É PECADO CONFUNDIR OS VINHOS
Agora que já sabemos como é o vinho canônico, vamos colocar os pingos nos “is” sobre outros dois vinhos que costumam confundir os desavisados por estarem, de alguma maneira, associados à Igreja Católica, seja no nome, na tradição, no berço italiano ou na lenda que os envolves. São eles: Vin Santo e Lacryma Christi. Aqui vai um resumo bem sucinto de cada um deles, que é para ninguém cometer o pecado de trocar as taças na Semana Santa.

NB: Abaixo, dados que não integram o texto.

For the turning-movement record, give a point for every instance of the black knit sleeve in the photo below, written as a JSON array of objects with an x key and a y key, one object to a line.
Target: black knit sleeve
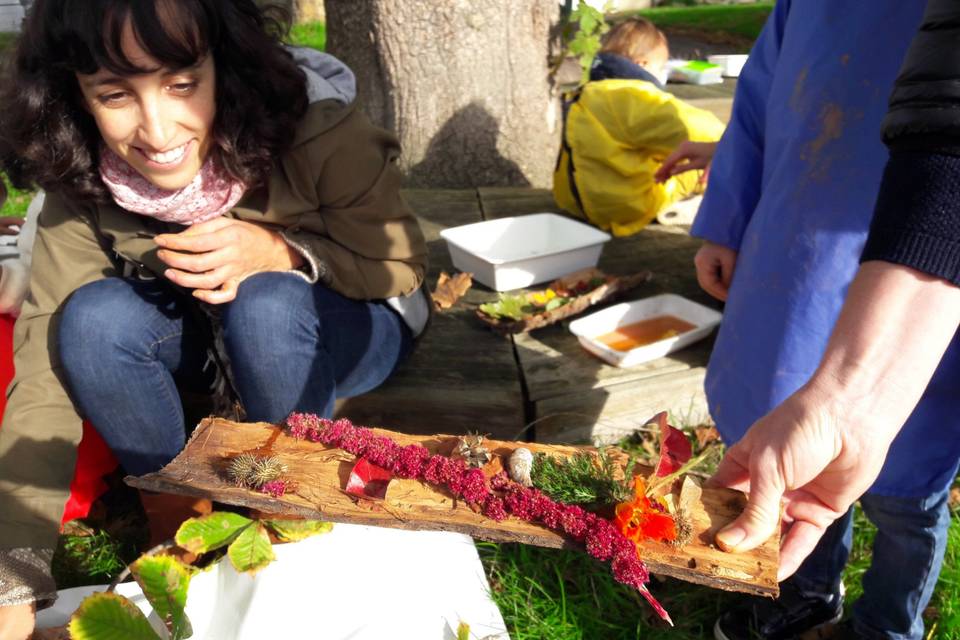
[{"x": 917, "y": 219}]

_ VIN SANTO: é aquele vinho de sobremesa delicioso que os italianos tomam molhando biscoitinhos de amêndoas na taça, numa das tradições mais fortes da Páscoa local. Produzido na região central da “bota”, especialmente Umbria e Toscana, é feito com uvas passificadas. O processo é bem artesanal. As uvas são colhidas e acomodadas em esteiras para desidratar por um período de até seis meses. Depois disso, as uvas são prensadas e transferidas para barris de carvalho ou de castanheira para virar vinho. A fermentação é de longo prazo, podendo chegar a quatro anos. Os Vin Santo brancos são elaborados com as uvas malvasia bianca e trebbiano. Para os tintos, utiliza-se a sangiovese.
_ LACRYMA CHRISTI: o nome é esse mesmo que você traduziu – lágrima de Cristo. Diz a lenda que Lúcifer, ao ser expulso do paraíso, resolveu morar no Monte Vesúvio. De lá passou a devastar tudo a sua volta. Jesus, contrariado, começou a chorar. As lágrimas se misturaram com as lavas do vulcão e, aí, nasceram os vinhedos que fornecem as uvas para os Lacryma Christi. Histórias a parte, trata-se de um vinho branco e seco muito antigo, conhecido desde a Idade Média. Uma curiosidade: o produtor Feudi Di San Gregorio, da região da Campania, tem um método bastante original para conferir elegância ao seu Lacryma Christi Rosso. Os vinhos descansam nas adegas ao som de canto gregoriano. Será que faz efeito? Sei lá! Mas, com certeza, eu passaria horas nessa adega.